In questa grotta metropolitana dietro
all’intricata prospettiva di binari in fuga
di King’s Cross la domenica pomeriggio
gli uomini stanno seduti al bar col
cazzo in mano oppure nudi invitanti
sdraiati su un divano –
e io seppur assorto
attendo il turno tra i compagni
accetto il gioco della rete e della fionda
di questa partita che si semina ogni volta.

*** ***

Uscito da Spunk Club ho visto fissarmi
da un autobus fermo ad un incrocio
un uomo conosciuto prima nel locale:
vestito mi ha fatto un’enorme tenerezza
un’impressione quasi gracile e banale
che accennava dietro il vetro
come a dirmi: “Dai, perché non sali?”

*

ARCHWAY HEIGHTS

Sorelle, non c’è pacco di doni da più calde
latitudini che possa aggirare le pragmatiche
evidenze: viviamo presso un ponte
che chiamano dei suicidi, perché
svetta arcuato venti metri sopra
un perenne fiume grigio
di macchine accodate.

Ieri mattina siamo usciti presto, e per
la strada annunci fosforescenti della polizia
chiedevano testimonianze di cittadini
per identificare gli assassini di una donna
accoltellata il giorno prima in piena luce.

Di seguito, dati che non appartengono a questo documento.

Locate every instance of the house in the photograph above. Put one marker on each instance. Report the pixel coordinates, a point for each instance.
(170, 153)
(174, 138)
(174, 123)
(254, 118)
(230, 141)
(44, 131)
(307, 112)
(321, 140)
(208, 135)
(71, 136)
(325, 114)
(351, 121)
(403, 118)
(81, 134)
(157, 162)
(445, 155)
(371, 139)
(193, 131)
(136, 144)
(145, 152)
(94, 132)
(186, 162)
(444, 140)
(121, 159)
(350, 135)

La casa accanto alla nostra era già bruciata
prima che arrivassimo, qualcuno è rimasto
ad abitarla – c’è scritto Archway Heights
sopra l’entrata dissestata, e ancora
ci arrivano le lettere.

In tutto questo sulla finestra della cucina
curiamo una piantina di basilico stentato.
Stiamo saldi in una lontananza condivisa.

*

DIRITTI

1)

Questa sera sono andato al circolo di cultura
omosessuale Mario Mieli per assistere alla
presentazione di un libro-inchiesta, in tutto
dieci racconti riscritti da vite

vissute accompagnati e accompagnanti,
coppie di uomini o di donne che già nella realtà
praticano la giustezza imperfetta di quello che
in genere chiamiamo amore, ciò che altri
intimano per astrazione quale sordo pregiudizio
del creato: Matrimoni dice il
titolo –

tra le due vecchiette che
stanno insieme dal tempo della guerra
e per la prima volta scendono per strada mano
nella mano in occasione di un Gay Pride,
o due ragazzi giovanissimi che sul serio
e con strepito si sono, è il caso di
dirlo, maritati una sera lungo il fiume
festeggiati da amici e genitori,
o tra una donna straziata e la sua
compagna che le sputa addosso e arriva
a detestarla, perché ha una malattia
che la impazzisce –

per la legge tutti profili
di cittadini fuorilegge, stranamori
che si consegnano in una normale
e non troppo fredda sera di dicembre
come sacrosanto (as)saggio a lungo atteso
di un’epopea sommersa e appariscente,
arcobalenata di strappi non voluti e
ritornanti, di adeguate ricuciture
a normalità vissuta,
con molto di più e anche
tutto quello che riuscite
a immaginarvi

sprazzo che si afferma in testimonianza
come dono raro resistente e inaspettato
calato su assenti astanti e preveggenti.

2)

È una complessa discussione.
C’è commozione, e appaiono alzate in su tutte
le vite che occhieggiano dal pubblico.

Ci si ricorda che non abbiamo sempre corso
dietro a istituzionalizzate conversioni,
che siamo nati rivoluzionari, liminali,
diversi nello spirito e nella carne,
che tutto questo, per alcuni, rimane
un crinale dirimente su cui ci giochiamo
l’esistenza di una scienza gaia
e irriverente, del nostro audace
avanguardismo di ventura, delle nostre
forme di relazione scomposte e articolate…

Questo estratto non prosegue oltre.